Budget 2014 due at 2 pm on Thursday is shaping up as a major milestone for this Government and a catalyst for debate ahead of the September 20 election.

The Government has previewed that it will mark the fulfillment of a key pledge to get the Budget back into surplus and as proof of the Government's economic management. The Labour, Green and New Zealand First parties are, meanwhile, set to propose their own Budgets and targets and to attack it as proof the 'Rock Star' economy is great for the rock stars, but not for the wider audience.

So what should we all be looking for when the Budget is released?

Here's a few signposts to the key forecasts and details, based on the Government's pre-budget comments and how the economy is travelling.

The surplus

It's been a long time coming, but the Government is confident Budget 2014 will finally forecast the first surplus since it was elected in 2008. The Treasury's most recent forecast in December was for a NZ$100 million surplus in the year to June 30, 2015.

Finance Bill English and Prime Minister John Key have repeatedly said they expect to forecast a small OBEGAL (Operating Balance Excluding Gains and Losses) surplus. John Key described it in a pre-Budget strategy speech last month as 'wafer thin', while Bill English described it as 'small' in this April 15 pre-Budget speech.

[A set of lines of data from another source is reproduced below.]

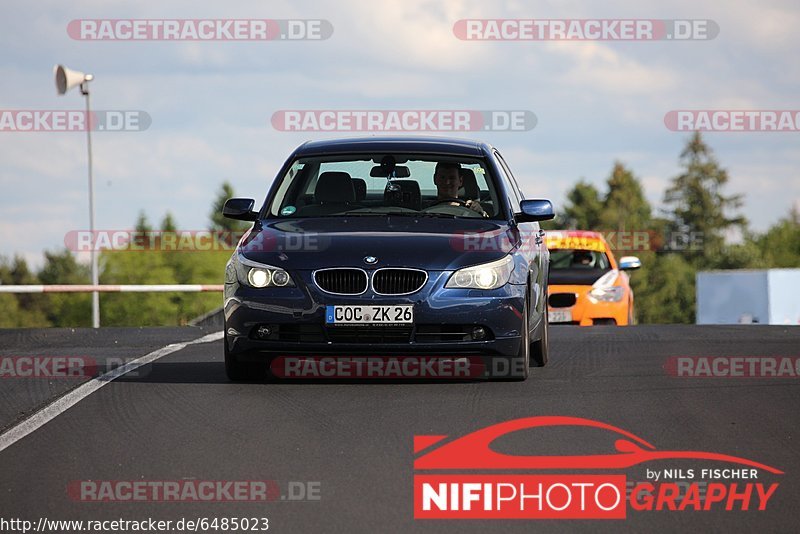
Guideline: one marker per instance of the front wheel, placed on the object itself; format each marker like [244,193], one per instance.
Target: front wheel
[540,350]
[517,366]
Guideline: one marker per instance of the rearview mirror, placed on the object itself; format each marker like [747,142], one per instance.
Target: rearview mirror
[240,209]
[379,171]
[535,210]
[629,263]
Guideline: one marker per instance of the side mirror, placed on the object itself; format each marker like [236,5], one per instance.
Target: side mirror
[240,209]
[629,263]
[535,210]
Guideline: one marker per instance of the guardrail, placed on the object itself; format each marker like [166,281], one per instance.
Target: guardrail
[110,288]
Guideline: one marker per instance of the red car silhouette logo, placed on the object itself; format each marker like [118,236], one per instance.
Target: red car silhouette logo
[473,451]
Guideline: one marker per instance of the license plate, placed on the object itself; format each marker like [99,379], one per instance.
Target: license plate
[400,314]
[560,316]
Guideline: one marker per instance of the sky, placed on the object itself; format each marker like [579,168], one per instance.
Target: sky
[211,102]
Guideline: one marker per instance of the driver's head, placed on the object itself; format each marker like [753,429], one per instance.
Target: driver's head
[447,178]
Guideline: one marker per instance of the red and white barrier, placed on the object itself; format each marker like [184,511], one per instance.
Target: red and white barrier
[108,288]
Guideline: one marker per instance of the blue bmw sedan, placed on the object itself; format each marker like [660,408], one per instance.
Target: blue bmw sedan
[404,248]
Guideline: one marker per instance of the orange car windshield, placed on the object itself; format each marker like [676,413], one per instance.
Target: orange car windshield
[578,259]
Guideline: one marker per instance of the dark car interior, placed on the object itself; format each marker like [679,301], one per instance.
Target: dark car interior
[315,194]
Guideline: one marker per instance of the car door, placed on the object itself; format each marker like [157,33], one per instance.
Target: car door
[531,236]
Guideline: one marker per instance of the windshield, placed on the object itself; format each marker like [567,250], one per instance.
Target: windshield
[586,260]
[380,184]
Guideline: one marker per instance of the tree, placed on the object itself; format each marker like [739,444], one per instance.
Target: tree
[583,207]
[66,309]
[168,223]
[670,294]
[696,203]
[624,208]
[20,310]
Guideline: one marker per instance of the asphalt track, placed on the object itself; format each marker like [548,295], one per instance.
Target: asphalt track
[179,418]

The relatively small size of the surplus comes despite stronger than expected economic growth. The Treasury forecast production GDP growth of 2.5% in the year to March 2014 in its May 2013 Budget. It upgraded that forecast to 2.7% in December and said as recently as last week in its Monthly Economic Indicators that the economic growth outlook was now slightly stronger than it had forecast in December. It forecast growth would rise to 3.6% in 2014/15, before easing back to 2.2% in 2017/18.

But that growth is frustratingly not turning into a much better budget outlook. GST and individuals' tax receipts have been lower than expected in recent months, meaning the budget deficit has been larger than expected. We don't know the reason, although there are suggestions increased purchases online offshore (GST free) and relatively low wage growth could be factors. We hope to find out more in the Budget papers.

The real interest in the budget will be the expected increases in surpluses in the 'out' years beyond 2014/15. The December forecasts suggested the OBEGAL surplus could rise to NZ$5.6 billion or 2.1% of GDP by 2017/18.

The wage inflation

English made a big play in his pre-Budget speech of saying wage growth was expected to pick up in line with stronger economic growth and this was how the benefits of the Government's policies would be spread around. He forecast the average full time wage would rise by 20% or an average 3.3% per annum in the six years to 2018, which would increase the annual average by NZ$10,500 to NZ$62,200.

Treasury forecast in December that average ordinary time wage rates would rise by 2.7% in the year to March this year, 3.2% the following year, 3.2% in 2015/16 and then 3.4% each in the following two years.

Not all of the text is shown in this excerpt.